Hampson describes his thinking: “I am assuming that 3NT shows lots of tricks based on a running heart suit and some side stoppers. I have a low singleton and a fit for partner’s presumed six (or more) hearts, so I place us in 4♥.”
“Partner has shown a semi-solid heart suit with short spades,” according to Rigal, “so 4♥ looks a safer spot. If my partner has a balanced hand, there will be words (softly spoken, of course) exchanged afterwards.”
Kennedy bids 4♥. “Playing matchpoints, I’m hoping for 620 instead of 600 or even a minus score.”
Falk joins Kennedy on the safe side. “If partner had opened 1♦, we would know what sort of hand to expect. Still, I don’t want to take a chance that partner holds something like:
♠Q ♥A K Q 10 x x x ♦A x ♣K x x,
where a diamond lead means 3NT has no play and 4♥ is straightforward. I also don’t think the matchpoint angle makes a difference. We need to be in a contract that makes, and when it is not clear which of two possibilities fulfills that criterion, we ought not worry about 10-point differentials.”
Using the so-called Reverse Hamman Rule, “when passing (bidding) 3NT is a reasonable option, do it,” Stack passes. “Nine tricks are easier than 10.”
The Sutherlins don’t believe that partner is offering a choice, and they pass. “Partner has almost a 2NT strength hand with a running heart suit. He has chosen to take a shot at 3NT rather than 4♥. We should not override that decision.”

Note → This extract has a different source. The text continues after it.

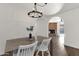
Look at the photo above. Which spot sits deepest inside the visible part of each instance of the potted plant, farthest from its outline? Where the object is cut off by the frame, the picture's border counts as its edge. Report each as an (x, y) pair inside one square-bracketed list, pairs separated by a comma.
[(30, 29)]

The Joyces give partner a pass in 3NT as well. “Although this is an unusual auction, pass seems like a reasonable bid, given our chunky clubs and spade holding.”
Sanborn, the Coopers and the Gordons join Stack, the Sutherlins and the Joyces in the passing lane.
The nuances of the auction were apparently lost on the computer program, which bid 4♠.